Between Jesus and John Wayne

Between Jesus and John Wayne December 15, 2023

Between Jesus and John Wayne

Not very long ago I reviewed a book by a professor at Calvin University titled Jesus and John Wayne. You can look up that review in the archives of this blog or just “Google” it.

Although I don’t remember if the author mentioned this song, I accidentally ran across it on Youtube: Jesus and John Wayne (or Between Jesus and John Wayne).

According to sources I have found, the song was written by Bill and Gloria Gaither. If you don’t know who they are, you’re obviously not an American evangelical of middle age or older. They are a gospel song writing and recording team whose songs have become extremely popular among evangelical Christians.

As an aside here, I have met and had conversations with Bill Gaither twice and once even sang a duet with him. My claim to fame.

The song sends the message that a young Christian man (probably white and American) finds himself caught between Jesus and John Wayne. It doesn’t put down John Wayne but the overall message is that the boy’s mother reminds him of Jesus and his father reminds him of John Wayne and he feels caught between them but determines to be more like Jesus (without rejecting John Wayne entirely).
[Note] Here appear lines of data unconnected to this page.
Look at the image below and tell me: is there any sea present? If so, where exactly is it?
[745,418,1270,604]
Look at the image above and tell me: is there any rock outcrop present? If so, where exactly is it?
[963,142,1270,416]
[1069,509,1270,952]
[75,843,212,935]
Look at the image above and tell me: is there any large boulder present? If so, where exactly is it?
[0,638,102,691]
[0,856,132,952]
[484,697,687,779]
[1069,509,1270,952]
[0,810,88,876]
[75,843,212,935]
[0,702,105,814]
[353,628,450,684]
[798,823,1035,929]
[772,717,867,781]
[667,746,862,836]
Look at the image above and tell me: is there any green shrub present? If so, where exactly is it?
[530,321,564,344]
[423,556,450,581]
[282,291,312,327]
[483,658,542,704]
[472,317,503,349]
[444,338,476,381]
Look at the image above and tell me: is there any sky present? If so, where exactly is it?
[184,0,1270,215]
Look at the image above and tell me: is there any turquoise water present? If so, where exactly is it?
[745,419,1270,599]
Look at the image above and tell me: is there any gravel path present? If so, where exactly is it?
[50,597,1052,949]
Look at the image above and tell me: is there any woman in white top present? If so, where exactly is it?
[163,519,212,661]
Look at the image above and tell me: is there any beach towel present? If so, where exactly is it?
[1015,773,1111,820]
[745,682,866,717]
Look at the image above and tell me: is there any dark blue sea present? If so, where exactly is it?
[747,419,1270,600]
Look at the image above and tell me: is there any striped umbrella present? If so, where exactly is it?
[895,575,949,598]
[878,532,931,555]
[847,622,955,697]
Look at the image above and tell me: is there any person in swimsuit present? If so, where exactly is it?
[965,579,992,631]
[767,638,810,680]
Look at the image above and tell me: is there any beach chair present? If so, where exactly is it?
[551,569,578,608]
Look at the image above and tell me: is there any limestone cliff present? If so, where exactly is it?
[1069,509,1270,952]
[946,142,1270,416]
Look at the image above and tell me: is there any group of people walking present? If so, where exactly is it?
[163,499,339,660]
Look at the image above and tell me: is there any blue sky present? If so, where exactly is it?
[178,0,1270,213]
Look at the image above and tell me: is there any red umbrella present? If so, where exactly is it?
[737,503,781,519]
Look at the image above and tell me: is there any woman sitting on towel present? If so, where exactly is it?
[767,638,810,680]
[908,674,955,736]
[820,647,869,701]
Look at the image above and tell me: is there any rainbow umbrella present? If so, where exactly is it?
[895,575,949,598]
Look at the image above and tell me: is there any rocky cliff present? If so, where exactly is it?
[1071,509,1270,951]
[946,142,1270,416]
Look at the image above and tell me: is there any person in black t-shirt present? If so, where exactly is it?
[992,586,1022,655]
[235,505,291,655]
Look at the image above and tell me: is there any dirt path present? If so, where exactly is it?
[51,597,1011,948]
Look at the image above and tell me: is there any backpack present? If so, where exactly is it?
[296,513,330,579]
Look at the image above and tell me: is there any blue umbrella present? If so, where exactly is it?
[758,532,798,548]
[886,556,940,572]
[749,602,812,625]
I don’t know when the Gaithers wrote the song, but I suspect the song and book have no relation to each other. I could be wrong.

The book Jesus and John Wayne argued that John Wayne represents toxic masculinity and that his popularity even among white American Christians is pernicious. Of course, the book ranges over a larger spectrum than just John Wayne, but he represents to the female author a deleterious toxic masculinity that has captured the minds and hearts of many Americans including white evangelicals—to the detriment of both men and women.

The song seems to indicate a kind of lifestyle dialectic or cognitive dissonance of many white American evangelical boys and men. Without indicating that John Wayne (as a kind of prototype or even archetype) is bad, the song indicates that it is simply the case that many American boys and men have trouble being caught between the SEEMING femininity of Jesus and the SEEMING masculinity of John Wayne.

In a way, I think the song captures or expressing something missing in the book as I recall it. That is that Jesus has largely been portrayed in American white evangelicalism as soft, sweet (think of all the popular gospel songs that talk about “sweet Jesus”), ineffectual in things not obviously spiritual. And that many boys and men (white, American, evangelical) feel a “pull” away from Jesus toward John Wayne (as an image and archetype) because they want to be masculine (strong, aggressive against evil, adventurous, etc.).

But the song, written by this eminent white American evangelical couple of great renown, has the young man saying that he want to be like Jesus (without rejecting John Wayne entirely). It’s an expression of a psycho-spiritual conundrum that I honestly and humbling think many American Christian feminist women don’t understand.